Guillotin steps closer. He looks, but like most of his profession is reluctant to touch. He nods. ‘You may pull down his shirt. Thank you, Monsieur Block. We will find something to help you, yes?’
When they have walked a few steps from the tent, the doctor says, ‘He is poisoned by whatever matter entered him in the fall. The wounds must be cleaned immediately with a solution of brimstone. As for the fever, he should take a dust of Peruvian bark, dispersed in a little brandy. I am not, however, in favour of suppressing fever entirely. Fever is not the enemy. It is the fire in which disease is combusted.’ He stops, then looks closely at Jean-Baptiste. ‘Even in perfect health,’ he says, ‘we are remade continuously in a heat of our own generation. You are familiar with the theory of phlogiston?’
‘I know something of it.’
‘Phlogiston, from the Greek, to set on fire. The combustible element within all things. The latent fire. The potential fire. Passive until roused.’
‘Roused by a spark?’
‘Or by some shock or friction. Or simply the gradual accretion of heat.’
‘Is it possible,’ asks Jean-Baptiste, ‘that Block’s infection is caused by a disease that has continued in the bones? That the bones carry still a residue of the sicknesses that once afflicted them? I mean, afflicted those to whom they once belonged?’

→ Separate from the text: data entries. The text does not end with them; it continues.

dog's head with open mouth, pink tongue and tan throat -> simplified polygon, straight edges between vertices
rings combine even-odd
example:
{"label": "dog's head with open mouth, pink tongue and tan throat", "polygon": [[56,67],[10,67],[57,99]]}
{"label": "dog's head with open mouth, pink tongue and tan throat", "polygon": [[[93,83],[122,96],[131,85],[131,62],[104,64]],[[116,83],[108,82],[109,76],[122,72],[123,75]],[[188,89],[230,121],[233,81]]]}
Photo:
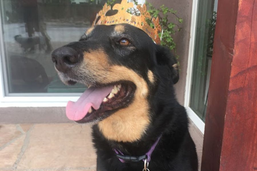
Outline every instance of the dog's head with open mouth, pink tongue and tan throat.
{"label": "dog's head with open mouth, pink tongue and tan throat", "polygon": [[97,122],[106,138],[132,142],[150,124],[161,82],[178,81],[176,59],[142,30],[128,24],[89,28],[77,42],[52,53],[61,80],[88,87],[69,102],[66,114],[79,123]]}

‘How quaintly you put it,’ says Guillotin. ‘You speak as if our bones were mere possessions, like a horse or a watch. But to answer your question, I think it unlikely any disease could so long outlive its victim. I do not suggest, however, that you or your men allow the bones to touch any open sore or wound. I recommend vinegar as a general disinfectant. And purified alcohol. Ethanol. Very effective. Though be careful where you store it. A powerful intoxicant. Also highly inflammable. Even the vapour. Particularly the vapour.’

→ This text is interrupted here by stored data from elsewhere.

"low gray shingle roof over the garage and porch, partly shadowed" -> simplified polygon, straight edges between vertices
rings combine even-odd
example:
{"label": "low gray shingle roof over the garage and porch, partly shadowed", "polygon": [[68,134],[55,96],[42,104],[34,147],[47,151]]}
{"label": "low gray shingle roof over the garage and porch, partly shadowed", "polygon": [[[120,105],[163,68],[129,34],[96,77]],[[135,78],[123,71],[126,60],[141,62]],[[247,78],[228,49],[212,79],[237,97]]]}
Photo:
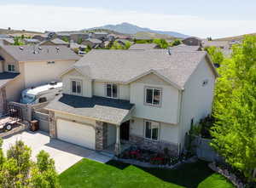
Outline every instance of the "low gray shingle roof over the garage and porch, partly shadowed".
{"label": "low gray shingle roof over the garage and porch, partly shadowed", "polygon": [[97,96],[87,98],[63,94],[56,97],[45,108],[119,124],[129,114],[132,107],[133,105],[128,100],[114,100]]}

‘And where would I find it? Ethanol?’
‘Shall I procure you some?’
‘I would be indebted to you. And for the brimstone? The bark?’

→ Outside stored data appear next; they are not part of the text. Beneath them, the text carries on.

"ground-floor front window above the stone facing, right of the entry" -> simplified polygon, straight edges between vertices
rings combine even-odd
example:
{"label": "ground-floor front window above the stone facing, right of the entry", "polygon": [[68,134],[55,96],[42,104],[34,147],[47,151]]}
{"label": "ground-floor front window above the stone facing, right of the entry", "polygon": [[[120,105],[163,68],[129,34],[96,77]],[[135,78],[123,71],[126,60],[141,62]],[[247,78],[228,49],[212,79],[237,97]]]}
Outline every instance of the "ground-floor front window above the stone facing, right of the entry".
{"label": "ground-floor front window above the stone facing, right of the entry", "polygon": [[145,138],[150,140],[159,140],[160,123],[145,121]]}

‘I will write you a note for the apothecary,’ says Guillotin, patting the younger man’s shoulder. ‘Now, let us go into the house together and see if that nice girl will make us some coffee, eh?’
At the kitchen table, Jeanne, Lisa Saget and both of Lisa’s children are busy paring vegetables. A chair is brought for the doctor but he prefers to stand by the fire. He is vigorous and good-humoured. He says pleasant, admiring things to the women and children. Jean-Baptiste explains that they have been to see the sick miner. That he is certainly worse today but that the doctor has prescribed some remedies.
‘Natalie,’ says Lisa, tilting her head towards the girl, ‘will fetch them. Wipe your hands, Natalie, and put on your coat.’
‘We can make room for him in the house,’ says Jeanne. ‘I can make a bed on the landing upstairs. He will be better here.’